What makes for a good alert? Which information is most relevant when a host or service is unavailable? While the answer to those, and other, questions depends on a number of factors (including what the check is monitoring, which systems and services are deemed critical, what defines good performance, etc.), at a minimum, alerts should contain some amount of appropriate context to aid an on-call engineer in diagnosing and resolving an alerting event.
When writing Nagios checks, I ask the following questions to help suss out what may be appropriate context:
- How can this alert better define/illustrate what is broken?
- What threshold was met?
- What is the measured value versus the threshold?
- What assumptions were made when the check was written?
- Could exposing those assumptions aid in resolving the issue?
- What things can the operator look into, read, or test to better understand what’s happening?
- Can any of those things be automated or embedded in the alert?
On the last point, about automating work, I believe that computers can, and should, do as much work as possible for us before they have to wake us up. To that end, I’m excited to release nagios-herald today!
nagios-herald: Rub Some Context on It
nagios-herald was created from a desire to supplement an on-call engineer’s awareness of conditions surrounding a notifying event. In other words, if a computer is going to page me at 3AM, I expect it to do some work for me to help me understand what’s failing. At its core, nagios-herald is a Nagios notification script. The power, however, lies in its ability to add context to Nagios alerts via formatters.

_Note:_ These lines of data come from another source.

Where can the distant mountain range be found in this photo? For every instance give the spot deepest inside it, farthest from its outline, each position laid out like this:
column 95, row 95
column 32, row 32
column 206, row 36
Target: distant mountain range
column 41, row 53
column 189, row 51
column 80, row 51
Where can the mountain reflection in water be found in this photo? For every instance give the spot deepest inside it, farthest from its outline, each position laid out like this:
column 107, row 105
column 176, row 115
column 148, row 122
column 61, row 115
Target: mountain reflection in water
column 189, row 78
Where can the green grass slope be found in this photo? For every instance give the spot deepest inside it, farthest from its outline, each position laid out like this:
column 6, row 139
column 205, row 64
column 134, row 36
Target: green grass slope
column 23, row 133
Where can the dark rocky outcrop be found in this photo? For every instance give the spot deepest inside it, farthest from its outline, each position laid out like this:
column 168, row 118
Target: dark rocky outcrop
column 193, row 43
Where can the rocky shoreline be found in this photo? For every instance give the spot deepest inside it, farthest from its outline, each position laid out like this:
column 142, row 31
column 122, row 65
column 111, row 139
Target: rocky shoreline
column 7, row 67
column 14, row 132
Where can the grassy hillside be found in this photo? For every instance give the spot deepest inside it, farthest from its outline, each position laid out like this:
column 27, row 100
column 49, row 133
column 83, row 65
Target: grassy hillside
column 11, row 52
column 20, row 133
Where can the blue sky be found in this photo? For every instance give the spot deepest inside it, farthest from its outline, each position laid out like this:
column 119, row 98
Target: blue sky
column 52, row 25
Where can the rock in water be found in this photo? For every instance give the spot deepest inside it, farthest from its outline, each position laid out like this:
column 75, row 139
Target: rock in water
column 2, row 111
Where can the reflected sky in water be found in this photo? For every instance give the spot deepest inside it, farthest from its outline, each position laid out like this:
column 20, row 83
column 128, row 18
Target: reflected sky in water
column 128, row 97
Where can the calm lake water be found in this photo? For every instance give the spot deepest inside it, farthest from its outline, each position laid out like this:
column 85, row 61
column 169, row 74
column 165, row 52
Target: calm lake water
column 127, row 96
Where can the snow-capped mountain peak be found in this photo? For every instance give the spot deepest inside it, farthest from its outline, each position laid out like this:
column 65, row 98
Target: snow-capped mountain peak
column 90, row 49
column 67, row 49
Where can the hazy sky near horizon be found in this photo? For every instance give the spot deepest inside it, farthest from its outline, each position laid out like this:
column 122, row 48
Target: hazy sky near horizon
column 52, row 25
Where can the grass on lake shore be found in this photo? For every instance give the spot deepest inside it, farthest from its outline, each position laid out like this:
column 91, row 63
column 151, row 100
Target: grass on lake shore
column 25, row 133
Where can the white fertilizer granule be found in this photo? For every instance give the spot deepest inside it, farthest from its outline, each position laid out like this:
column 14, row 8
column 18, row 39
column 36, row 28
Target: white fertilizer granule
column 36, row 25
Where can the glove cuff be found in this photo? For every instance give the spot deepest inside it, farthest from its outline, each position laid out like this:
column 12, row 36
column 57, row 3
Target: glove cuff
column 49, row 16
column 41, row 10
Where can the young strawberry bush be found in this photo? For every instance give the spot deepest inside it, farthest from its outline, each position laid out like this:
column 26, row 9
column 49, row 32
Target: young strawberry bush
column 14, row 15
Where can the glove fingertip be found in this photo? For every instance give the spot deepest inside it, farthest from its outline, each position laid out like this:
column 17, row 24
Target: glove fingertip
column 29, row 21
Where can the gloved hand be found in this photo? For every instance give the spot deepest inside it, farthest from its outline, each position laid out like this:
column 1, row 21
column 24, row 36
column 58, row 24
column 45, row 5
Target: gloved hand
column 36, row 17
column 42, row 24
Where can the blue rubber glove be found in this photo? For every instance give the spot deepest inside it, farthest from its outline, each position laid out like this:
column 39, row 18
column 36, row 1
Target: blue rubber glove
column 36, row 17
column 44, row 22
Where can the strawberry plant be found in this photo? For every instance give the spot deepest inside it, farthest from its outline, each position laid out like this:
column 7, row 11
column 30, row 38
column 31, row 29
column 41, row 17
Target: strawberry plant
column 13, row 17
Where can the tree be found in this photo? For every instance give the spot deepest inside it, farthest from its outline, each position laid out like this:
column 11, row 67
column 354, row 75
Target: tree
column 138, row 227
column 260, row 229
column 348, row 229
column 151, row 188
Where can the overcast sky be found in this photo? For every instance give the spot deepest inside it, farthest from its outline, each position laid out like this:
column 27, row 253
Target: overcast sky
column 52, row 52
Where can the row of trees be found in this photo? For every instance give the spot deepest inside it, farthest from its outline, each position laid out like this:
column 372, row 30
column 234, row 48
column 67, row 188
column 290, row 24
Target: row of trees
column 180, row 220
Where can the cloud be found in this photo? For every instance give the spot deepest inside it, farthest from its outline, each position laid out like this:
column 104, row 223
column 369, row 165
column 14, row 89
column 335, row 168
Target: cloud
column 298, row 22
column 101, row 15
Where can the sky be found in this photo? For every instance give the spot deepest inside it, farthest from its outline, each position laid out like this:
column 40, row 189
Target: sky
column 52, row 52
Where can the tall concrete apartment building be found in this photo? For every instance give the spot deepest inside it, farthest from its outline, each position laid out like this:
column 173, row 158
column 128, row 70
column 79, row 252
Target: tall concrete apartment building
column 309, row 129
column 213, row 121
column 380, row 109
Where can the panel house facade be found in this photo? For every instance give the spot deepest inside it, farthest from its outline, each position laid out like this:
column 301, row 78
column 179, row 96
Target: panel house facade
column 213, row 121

One of the best examples of nagios-herald in action is comparing the difference between disk space alerts with and without context.
Disk Space Alert
I’ve got a vague idea of which volume is problematic but I’d love to know more. For example, did disk space suddenly increase? Or did it grow gradually, only tipping the threshold as my head hit the pillow?
Disk Space Alert, Now *with* Context!
In the example alert above, a stack bar clearly illustrates which volume the alert has fired on. It includes a Ganglia graph showing the gradual increase in disk storage over the last 24 hours. And the output of the df command is highlighted, helping me understand which threshold this check exceeded.
For more examples of nagios-herald adding context, see the example alerts page in the GitHub repo.
“I Have Great Ideas for Formatters!”
I’m willing to bet that at some point, you looked at a Nagios alert and thought to yourself, “Gee, I bet this would be more useful if it had a little more information in it…” Guess what? Now it can! Clone the nagios-herald repo, write your own custom formatters, and configure nagios-herald to load them.
I look forward to feedback from the community and pull requests!